‘If there exists some $x$ such that $P(x)$ is true, then (for the same $x,)\,Q(x)$ is also true’

Question

In the literature, claims or results are sometimes given as ‘If there exists some $x$ such that $P(x)$ is true, then (for the same $x,)\, Q(x)$ is also true.’

I am quite confused by such statements, particularly because the term 'exists' appears in the statement. Since these are propositions, interpreting them as $\exists x\,(P(x)\Longrightarrow Q(x))$ seems not to make sense.

Should they be interpreted as $\forall x\,(P(x)\Longrightarrow Q(x)),$ and the 'exists' in the statement is used to ignore the vacuous truth case?

Answer 1

"If there exists some $x$ such that $P(x)$ is true, then for the same $\boldsymbol {x,}Q(x)$ is also true."

0. Let's first get out of the way that the above sentence means neither $∃x\,\Big(P(x)→Q(x)\Big)\tag✘$ nor $\Big(∃x\,P(x)\Big)→Q(x),\tag✘$ which can be rewritten as $\Big(∃\color{red}z\,P(\color{red}z)\Big)→Q(x),\tag*{}$ which is logically equivalent to $∀\color{red}z\,\Big(P(\color{red}z)→ Q(x)\Big),\tag*{}$ which is an open formula with $x$ as a free variable.

1. A coherent way to unpack the given sentence is as $∃x\,P(x) → ∀x\,\Big(P(x) → Q(x)\Big),\tag*{}$ which can be rewritten as $∃\color{red}z\,P(\color{red}z) → ∀\color{green}y\,\Big(P(\color{green}y) → Q(\color{green}y)\Big),\tag*{}$ which is logically equivalent to $∀\,x\,\Big(P(x) → Q(x)\Big).\tag✔$

2. Alternatively: $∀z\,\bigg(∃x\,\Big(P(x) \land z=x\Big)→ Q(z)\bigg),\tag*{}$ which can be rewritten as $∀x\,\bigg(∃z\,\Big(P(z) \land x=z\Big)→ Q(x)\bigg),\tag*{}$ and is logically equivalent to $∀\,x\,\Big(P(x) → Q(x)\Big).\tag✔$

3. Or, we can simply clarify the given sentence as

   • If P(x) is true of an arbitrary x, then Q(x) is true of (that) x,

     i.e., If P(x) is true of an x, then Q(x) is true of (that) x,

   then apply universal generalisation: $∀\,x\,\Big(P(x) → Q(x)\Big).\tag✔$

It goes without saying that the given sentence is most naturally and clearly rewritten as $$\text{Every $x$ that satisfies $P(x)$ also satisfies $Q(x)$},\tag✔$$ with its quantification explicit.

Answer 2

Such statements typically have the form: if a smallest, largest, or otherwise unique object which satisfies the property $P$ exists, then this object has the additional property $Q$. For example, one could say about a monoid: if a multiplicative inverse of $x$ exists, then it satisfies a property $Q$.

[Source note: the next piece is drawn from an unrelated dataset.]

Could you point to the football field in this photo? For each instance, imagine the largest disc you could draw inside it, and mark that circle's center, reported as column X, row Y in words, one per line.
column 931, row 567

This is, in theory, equivalent to: for each $y$, if $y$ is the multiplicative inverse of $x$, then $Q(y)$. In practice, this would be a slightly strange way to think about such a statement.

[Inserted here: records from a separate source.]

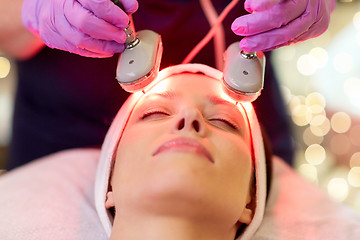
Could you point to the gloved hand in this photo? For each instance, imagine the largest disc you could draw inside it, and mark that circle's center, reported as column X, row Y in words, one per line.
column 91, row 28
column 276, row 23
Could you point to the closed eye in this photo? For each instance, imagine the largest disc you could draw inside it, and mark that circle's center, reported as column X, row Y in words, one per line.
column 154, row 115
column 224, row 123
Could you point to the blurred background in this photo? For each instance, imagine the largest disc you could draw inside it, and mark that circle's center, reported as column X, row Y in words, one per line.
column 320, row 79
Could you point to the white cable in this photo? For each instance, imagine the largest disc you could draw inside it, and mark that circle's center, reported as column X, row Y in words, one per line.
column 219, row 38
column 210, row 34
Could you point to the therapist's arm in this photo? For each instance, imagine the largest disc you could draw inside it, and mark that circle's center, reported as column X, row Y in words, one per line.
column 15, row 40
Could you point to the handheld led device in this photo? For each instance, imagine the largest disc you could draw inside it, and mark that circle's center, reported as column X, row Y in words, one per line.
column 139, row 64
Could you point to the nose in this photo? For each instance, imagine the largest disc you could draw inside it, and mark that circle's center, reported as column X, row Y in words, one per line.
column 190, row 120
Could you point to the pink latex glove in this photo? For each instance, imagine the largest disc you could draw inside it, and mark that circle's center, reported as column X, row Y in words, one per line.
column 91, row 28
column 276, row 23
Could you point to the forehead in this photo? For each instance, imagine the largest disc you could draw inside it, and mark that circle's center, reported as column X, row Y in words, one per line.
column 189, row 84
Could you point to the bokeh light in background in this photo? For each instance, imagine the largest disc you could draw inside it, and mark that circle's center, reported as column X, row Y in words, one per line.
column 320, row 81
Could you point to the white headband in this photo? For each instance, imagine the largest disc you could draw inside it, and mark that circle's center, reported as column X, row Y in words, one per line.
column 114, row 134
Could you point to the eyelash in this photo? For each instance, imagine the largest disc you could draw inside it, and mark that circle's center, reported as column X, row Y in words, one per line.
column 230, row 124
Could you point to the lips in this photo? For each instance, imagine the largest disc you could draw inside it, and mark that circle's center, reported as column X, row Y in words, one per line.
column 184, row 145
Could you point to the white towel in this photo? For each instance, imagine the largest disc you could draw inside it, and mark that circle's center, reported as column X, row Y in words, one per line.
column 52, row 198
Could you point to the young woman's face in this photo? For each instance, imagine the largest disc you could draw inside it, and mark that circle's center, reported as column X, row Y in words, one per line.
column 185, row 151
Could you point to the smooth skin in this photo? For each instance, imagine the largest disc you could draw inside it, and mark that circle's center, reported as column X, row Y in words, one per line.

The statement really says: $x^{-1}$ has the property $Q$ – with the proviso that we exclude cases where the term $x^{-1}$ does not refer to anything.

Of course, terms with no denotation are not allowed in standard first-order logic, so indeed if you wanted to formalize this in first-order logic, you would have to invoke some work-around, such paraphrasing the theorem using universal quantification along the lines you suggested: for each $y$, if $x \cdot y = 1$ and $y \cdot x$, then $Q(y)$.